The triumph of culture over rationality

The evidence that masking healthy people in community settings reduces viral transmission is – at best – weak and contradictory. In light of this lack of empirical support for the effectiveness of face coverings, together with the multiple harms associated with them, HART welcomes the lifting of all mask mandates in the UK. The manifest reduction in the prevalence of face coverings in retail settings, hospitality venues and public transport is something to celebrate. Yet, the stark outliers to this return to a mask-free society are NHS facilities and venues allied to health, with widespread masking of both staff and patrons persisting in all hospitals, health centres and GP practices, and most dentists, opticians and pharmacies. This persistence of masks in healthcare settings is both irrational and to the detriment of the people who use these services.

Several of the generally recognised harms of wearing face coverings are likely to be additionally problematic for the users of health services. Impaired communication in the form of muffled speech and the hiding of non-verbal signals will impair both the professional’s understanding of a clinical problem and a patient’s understanding of the recommended therapeutic intervention, a phenomenon that will disproportionately impact the one-in-six people with existing hearing deficits. Elderly people – frequent users of healthcare – will also unduly suffer the consequences of this communication barrier, as well as being especially vulnerable to the increased risk of falls associated with wearing a mask.

Patients seeking help for ongoing respiratory difficulties will be more likely to suffer as a result of the requirement to cover their airways. Long waits – such as those typical within Accident & Emergency departments – might be especially challenging given the breathing difficulties associated with extended wear, together with the increased risk of bacterial infection and the largely unknown danger of inhaling micro-plastics.

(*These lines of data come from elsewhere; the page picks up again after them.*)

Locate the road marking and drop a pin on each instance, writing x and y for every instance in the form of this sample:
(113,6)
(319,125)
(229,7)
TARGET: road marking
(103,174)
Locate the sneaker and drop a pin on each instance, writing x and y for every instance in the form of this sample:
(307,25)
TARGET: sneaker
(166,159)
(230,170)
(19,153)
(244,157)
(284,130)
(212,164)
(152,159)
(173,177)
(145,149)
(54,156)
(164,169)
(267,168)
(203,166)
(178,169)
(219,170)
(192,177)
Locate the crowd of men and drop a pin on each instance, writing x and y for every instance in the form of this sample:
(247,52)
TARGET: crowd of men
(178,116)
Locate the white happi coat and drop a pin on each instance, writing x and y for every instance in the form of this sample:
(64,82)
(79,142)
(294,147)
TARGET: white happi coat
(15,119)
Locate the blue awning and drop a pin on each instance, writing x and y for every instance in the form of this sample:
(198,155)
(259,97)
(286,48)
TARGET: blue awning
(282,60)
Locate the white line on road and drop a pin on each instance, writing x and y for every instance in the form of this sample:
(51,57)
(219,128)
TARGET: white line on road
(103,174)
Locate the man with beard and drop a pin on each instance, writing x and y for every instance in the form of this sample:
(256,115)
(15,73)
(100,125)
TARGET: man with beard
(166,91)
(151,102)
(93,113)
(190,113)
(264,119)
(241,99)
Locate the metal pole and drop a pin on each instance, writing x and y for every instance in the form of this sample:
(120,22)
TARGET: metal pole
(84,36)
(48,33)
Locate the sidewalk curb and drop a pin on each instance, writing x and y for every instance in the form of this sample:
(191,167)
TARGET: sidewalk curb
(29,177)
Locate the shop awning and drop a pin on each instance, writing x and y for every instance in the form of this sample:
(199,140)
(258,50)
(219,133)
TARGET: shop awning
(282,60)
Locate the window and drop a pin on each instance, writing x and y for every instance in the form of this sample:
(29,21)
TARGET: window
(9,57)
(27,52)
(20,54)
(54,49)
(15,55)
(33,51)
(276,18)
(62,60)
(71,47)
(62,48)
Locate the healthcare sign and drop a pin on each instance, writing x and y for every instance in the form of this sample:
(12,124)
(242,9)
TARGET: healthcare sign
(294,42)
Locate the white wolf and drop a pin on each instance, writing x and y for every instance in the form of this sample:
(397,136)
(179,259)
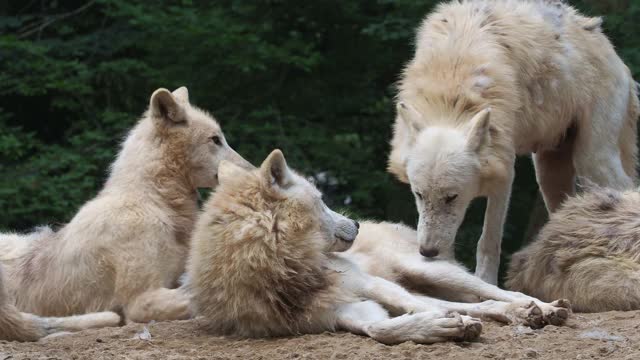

Another group of frequent attenders at hospitals and GP practices, those with existing emotional difficulties, will be additionally compromised by the healthcare sector’s insistence on masks. Victims of historical physical and/or sexual abuse will be at risk of re-traumatisation, triggered by either the somatic sensations of cloth or plastic over their airways or simply the sight of masked faces. Furthermore, people suffering recurrent panic attacks – often characterised by catastrophic thoughts of suffocation and feelings of breathlessness – will find face coverings difficult to tolerate. And it is a misconception that masks will reassure the anxious; on the contrary, habitual wearing will prolong fears.    

It is intriguing that a sphere of society where one might reasonably expect a reliance upon evidence-based practice is now the outlier in persisting with the unscientific and pervasively damaging mass-masking phenomenon. After all, a piece of ill-fitting cloth or plastic does not transform into an impermeable viral barrier, or shed its associated harms, by virtue of crossing the threshold of a hospital or health centre. It seems that doctors, nurses and allied-health professionals are becoming culturally wedded to masks, a symbolic gesture to demonstrate a united team – patient and staff – fighting against a virus. It is hugely concerning that this ideological trend ignores a fundamental tenet: a positive relationship between professional and patient is a necessary ingredient of a healing environment, and such a therapeutic alliance is much more difficult to achieve when access to facial expressions is denied.

Healthcare’s persistence with masks will mean that many service users will experience sub-optimal care, from the cancer patient nervously awaiting test results to the frightened child in acute pain. Healing services, delivered with demonstrable warmth and compassion, will always be more effective than a robotic version delivered by a faceless professional hidden behind a veneer of sterility. As proposed by one free-thinking GP, it’s time to ‘put the patient first again’ by ditching the mask in healthcare settings.